Alhamdulillah saya hanya 2 kali ke toilet setiap harinya. Untuk menghindari antrean panjang, saya ke toilet setelah sholat Maghrib dan Subuh karena pada saat-saat itulah para jamaah sedang fokus ibadah.
Beruntung tenda kami dekat terowongan sehingga tak terlalu jauh dari Jamarat. Keberadaan terowongan juga membantu mengurangi panas terik yang menyengat, walau pernah terjadi tragedi beberapa tahun lalu karena jamaah saling berdesakan.Â
Sekarang sudah diatur jamaah dari maktab atau tenda mana saja yang boleh melintas sehingga tidak terjadi penumpukan jamaah pada satu waktu. Kalau terowongan penuh petugas langsung menutup jalan dan menggembok pagar maktab agar tidak ada yang memaksakan diri masuk ke terowongan.
Awan tampak mendung melindungi jamaah yang sedang melempar jumroh. Saat perjalanan pulang, hujan rintik-rintik mulai menerpa, lama-lama menjadi gerimis kecil hingga tiba di tenda.

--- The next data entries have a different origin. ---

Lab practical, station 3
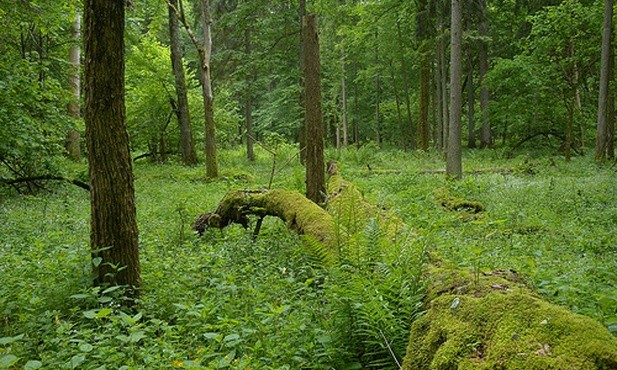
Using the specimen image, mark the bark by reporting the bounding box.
[595,0,613,162]
[341,46,349,148]
[66,12,81,161]
[168,0,197,165]
[389,60,407,150]
[298,0,307,164]
[84,0,141,296]
[478,0,493,148]
[244,28,255,162]
[606,47,615,160]
[302,14,326,204]
[199,0,219,179]
[446,0,463,179]
[467,59,476,149]
[417,48,431,150]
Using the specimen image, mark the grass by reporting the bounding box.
[0,144,617,369]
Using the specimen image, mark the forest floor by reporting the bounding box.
[0,145,617,369]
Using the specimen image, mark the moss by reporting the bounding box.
[403,266,617,370]
[433,188,484,213]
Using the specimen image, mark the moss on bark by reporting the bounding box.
[403,266,617,370]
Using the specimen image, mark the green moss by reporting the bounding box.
[403,267,617,370]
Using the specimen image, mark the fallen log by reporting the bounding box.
[192,189,336,258]
[402,265,617,370]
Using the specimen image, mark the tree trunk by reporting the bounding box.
[302,14,326,204]
[244,28,255,162]
[595,0,613,162]
[478,0,493,148]
[417,49,431,150]
[606,43,615,160]
[467,59,476,149]
[168,0,197,166]
[298,0,307,164]
[341,45,349,148]
[389,59,407,150]
[446,0,463,179]
[396,21,416,149]
[199,0,219,179]
[66,12,81,161]
[84,0,141,295]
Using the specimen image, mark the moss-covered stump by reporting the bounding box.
[193,189,336,251]
[326,161,405,236]
[403,267,617,370]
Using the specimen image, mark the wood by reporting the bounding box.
[84,0,141,297]
[446,0,463,179]
[302,14,326,204]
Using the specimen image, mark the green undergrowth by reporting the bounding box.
[0,144,617,369]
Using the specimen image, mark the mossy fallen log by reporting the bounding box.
[403,266,617,370]
[192,189,336,252]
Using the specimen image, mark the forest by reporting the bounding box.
[0,0,617,370]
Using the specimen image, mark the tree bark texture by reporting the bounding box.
[302,14,326,204]
[478,0,493,148]
[446,0,463,179]
[595,0,613,162]
[65,12,81,161]
[298,0,306,164]
[84,0,141,295]
[467,59,476,149]
[199,0,219,179]
[168,0,197,165]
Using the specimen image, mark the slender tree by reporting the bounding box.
[446,0,463,178]
[84,0,141,295]
[302,14,326,204]
[168,0,197,165]
[595,0,613,162]
[171,0,219,178]
[478,0,493,148]
[66,12,81,161]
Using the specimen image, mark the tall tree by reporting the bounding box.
[446,0,463,178]
[595,0,613,161]
[416,0,431,150]
[167,0,197,165]
[84,0,141,295]
[176,0,219,178]
[478,0,493,148]
[302,14,326,204]
[66,11,81,161]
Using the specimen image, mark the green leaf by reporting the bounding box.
[0,334,24,346]
[0,354,19,369]
[24,360,43,370]
[129,330,147,343]
[69,354,86,369]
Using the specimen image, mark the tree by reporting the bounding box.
[168,0,197,165]
[595,0,613,162]
[446,0,463,178]
[302,14,326,204]
[84,0,141,296]
[65,12,81,161]
[176,0,219,178]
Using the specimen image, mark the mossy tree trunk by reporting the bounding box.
[84,0,141,295]
[302,14,326,204]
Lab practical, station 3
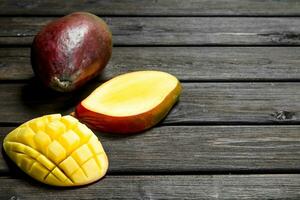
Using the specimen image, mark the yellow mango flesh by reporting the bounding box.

Perjalanan hari pertama lancar dan tak terlalu ramai jamaah karena sudah diatur per maktab waktu untuk melempar jumroh. Hari pertama pula kami langsung tahallul atau mencukur rambut usai melempar batu dan menanggalkan baju ihrom berganti dengan pakaian biasa.

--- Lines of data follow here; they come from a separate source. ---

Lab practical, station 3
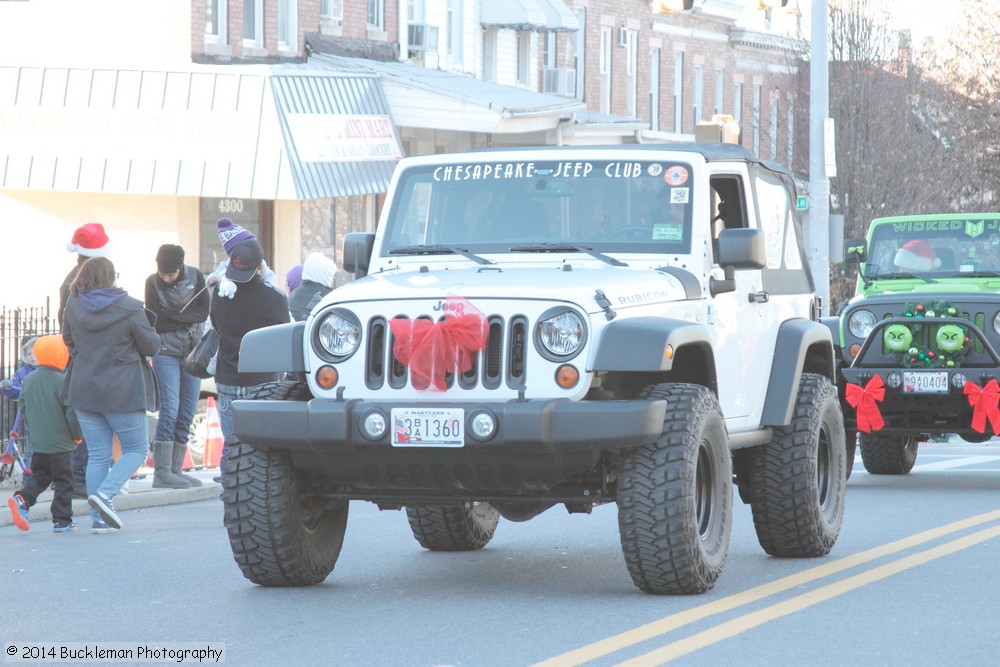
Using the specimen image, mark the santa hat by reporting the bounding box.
[216,218,257,255]
[893,241,941,271]
[66,222,108,257]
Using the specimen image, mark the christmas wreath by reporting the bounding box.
[882,300,969,368]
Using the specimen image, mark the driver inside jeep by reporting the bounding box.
[893,240,941,273]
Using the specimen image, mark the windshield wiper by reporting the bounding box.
[868,273,937,283]
[389,243,496,264]
[951,271,1000,278]
[510,243,628,266]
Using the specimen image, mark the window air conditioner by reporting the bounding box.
[406,23,438,51]
[542,67,576,97]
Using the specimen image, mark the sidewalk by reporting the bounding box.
[0,466,222,530]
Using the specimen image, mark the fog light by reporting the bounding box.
[556,364,580,389]
[361,412,386,440]
[469,412,497,440]
[316,366,340,389]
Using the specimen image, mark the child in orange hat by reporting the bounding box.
[7,335,83,533]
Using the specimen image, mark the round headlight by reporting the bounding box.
[847,310,875,338]
[316,312,361,357]
[538,310,583,357]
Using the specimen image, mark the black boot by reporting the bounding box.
[170,442,201,486]
[153,440,191,489]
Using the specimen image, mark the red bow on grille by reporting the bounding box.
[964,380,1000,434]
[846,375,885,433]
[389,296,487,390]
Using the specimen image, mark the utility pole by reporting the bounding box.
[806,0,830,315]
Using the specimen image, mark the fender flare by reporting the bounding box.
[760,319,836,426]
[239,322,306,373]
[593,317,714,374]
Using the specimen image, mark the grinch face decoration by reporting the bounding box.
[882,324,916,352]
[937,324,965,352]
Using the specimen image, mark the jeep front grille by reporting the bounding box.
[364,315,528,390]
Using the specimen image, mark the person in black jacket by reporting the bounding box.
[146,243,209,489]
[211,237,290,485]
[7,335,83,533]
[62,257,160,533]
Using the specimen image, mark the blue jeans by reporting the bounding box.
[153,354,201,444]
[76,410,149,519]
[215,382,251,486]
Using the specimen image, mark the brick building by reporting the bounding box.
[0,0,808,305]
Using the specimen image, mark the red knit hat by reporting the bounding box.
[66,222,108,257]
[893,240,941,271]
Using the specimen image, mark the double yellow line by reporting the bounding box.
[534,510,1000,667]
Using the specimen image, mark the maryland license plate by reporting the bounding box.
[390,408,465,447]
[903,371,948,394]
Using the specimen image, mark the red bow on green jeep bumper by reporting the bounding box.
[389,297,487,391]
[846,375,885,433]
[964,380,1000,434]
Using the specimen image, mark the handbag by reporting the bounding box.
[184,327,219,380]
[140,355,160,412]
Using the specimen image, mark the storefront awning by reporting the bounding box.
[535,0,580,32]
[479,0,549,31]
[0,65,402,200]
[309,52,587,134]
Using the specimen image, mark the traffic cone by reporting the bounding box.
[181,447,195,472]
[202,396,225,468]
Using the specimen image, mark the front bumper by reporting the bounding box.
[233,399,666,504]
[233,399,666,453]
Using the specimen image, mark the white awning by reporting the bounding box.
[0,65,402,200]
[479,0,549,31]
[309,52,587,134]
[535,0,580,32]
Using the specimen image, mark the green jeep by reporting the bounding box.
[826,213,1000,475]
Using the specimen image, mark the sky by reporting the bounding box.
[892,0,961,44]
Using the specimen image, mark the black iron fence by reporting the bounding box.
[0,299,59,451]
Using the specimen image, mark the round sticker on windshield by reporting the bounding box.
[663,164,688,187]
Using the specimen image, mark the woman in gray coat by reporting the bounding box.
[63,257,160,532]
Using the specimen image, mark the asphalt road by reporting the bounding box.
[0,443,1000,667]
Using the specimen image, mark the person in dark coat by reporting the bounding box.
[7,335,83,533]
[62,257,160,532]
[146,243,209,489]
[56,222,111,498]
[211,237,290,485]
[288,252,337,321]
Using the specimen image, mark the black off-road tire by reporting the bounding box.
[406,503,500,551]
[223,383,348,586]
[618,384,733,595]
[749,373,847,558]
[861,433,919,475]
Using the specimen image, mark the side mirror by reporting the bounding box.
[844,239,868,264]
[344,232,375,278]
[719,229,767,270]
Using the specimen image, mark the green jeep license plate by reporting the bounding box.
[903,371,948,394]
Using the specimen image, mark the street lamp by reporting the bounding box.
[652,0,692,14]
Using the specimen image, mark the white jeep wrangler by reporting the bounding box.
[224,144,847,593]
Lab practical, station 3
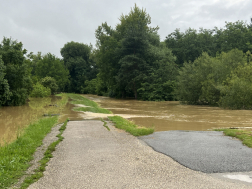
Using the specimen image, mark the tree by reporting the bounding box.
[96,5,175,100]
[0,56,11,105]
[31,53,69,93]
[0,37,32,105]
[41,77,58,94]
[219,53,252,109]
[176,49,246,105]
[60,41,97,93]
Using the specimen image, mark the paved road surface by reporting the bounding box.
[140,131,252,173]
[29,120,252,189]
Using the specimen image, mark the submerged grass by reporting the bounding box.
[21,119,68,189]
[108,116,154,136]
[215,129,252,148]
[59,93,112,114]
[0,117,58,188]
[101,118,110,131]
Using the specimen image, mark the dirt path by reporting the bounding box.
[29,120,251,189]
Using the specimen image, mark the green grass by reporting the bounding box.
[0,117,58,188]
[215,129,252,148]
[60,93,112,114]
[101,118,110,131]
[21,119,68,189]
[108,116,154,136]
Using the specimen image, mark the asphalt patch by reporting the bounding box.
[139,131,252,173]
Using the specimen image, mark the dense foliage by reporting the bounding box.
[165,21,252,66]
[0,38,32,106]
[176,49,252,109]
[60,41,97,93]
[0,5,252,109]
[29,53,69,93]
[95,6,177,100]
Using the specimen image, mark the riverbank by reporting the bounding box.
[0,117,58,188]
[64,93,154,136]
[215,128,252,148]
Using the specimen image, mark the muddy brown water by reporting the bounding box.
[0,96,83,145]
[0,95,252,145]
[84,95,252,131]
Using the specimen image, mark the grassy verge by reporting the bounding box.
[101,118,110,131]
[0,117,58,188]
[58,93,112,114]
[21,119,68,189]
[108,116,154,136]
[215,129,252,148]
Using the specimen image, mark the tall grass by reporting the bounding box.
[215,129,252,148]
[20,119,68,189]
[0,117,58,188]
[60,93,112,114]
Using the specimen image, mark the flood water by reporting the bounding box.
[84,95,252,131]
[0,95,252,145]
[0,96,83,145]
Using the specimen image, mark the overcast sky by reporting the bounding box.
[0,0,252,57]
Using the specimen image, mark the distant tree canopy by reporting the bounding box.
[29,53,70,93]
[60,41,97,93]
[165,21,252,66]
[176,49,252,109]
[95,5,177,100]
[0,37,32,106]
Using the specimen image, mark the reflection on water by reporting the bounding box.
[84,95,252,131]
[0,96,83,145]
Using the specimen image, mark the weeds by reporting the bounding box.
[101,118,110,131]
[215,129,252,148]
[61,93,112,114]
[0,117,58,188]
[21,119,68,189]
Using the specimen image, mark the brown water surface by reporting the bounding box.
[84,95,252,131]
[0,96,83,145]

Esoknya pelemparan jumroh dilakukan di tiga tempat sekaligus, Jumratul Ula, Wustho, dan Aqabah. Menjelang masuk ke gedung Jamarat hujan deras melanda disertai dengan angin ribut. Sebagian jalan banjir semata kaki, namun perjalanan tetap lancar hingga ke tempat pelemparan batu.
Hujan masih lebat ketika kembali ke kemah membuat baju basah kuyup. Jalanan banjir dekat tenda maktab memaksa kami harus memutar agak jauh untuk menuju tenda. Semakin ramainya jamaah di arah sebaliknya membuat jalan ke maktab juga ditutup sehingga harus lewat jembatan untuk menyeberanginya.
Untunglah semuanya ketemu dalam waktu singkat dan terpaksa harus menata kembali tempat berbaring karena basah akibat banjir sesaat.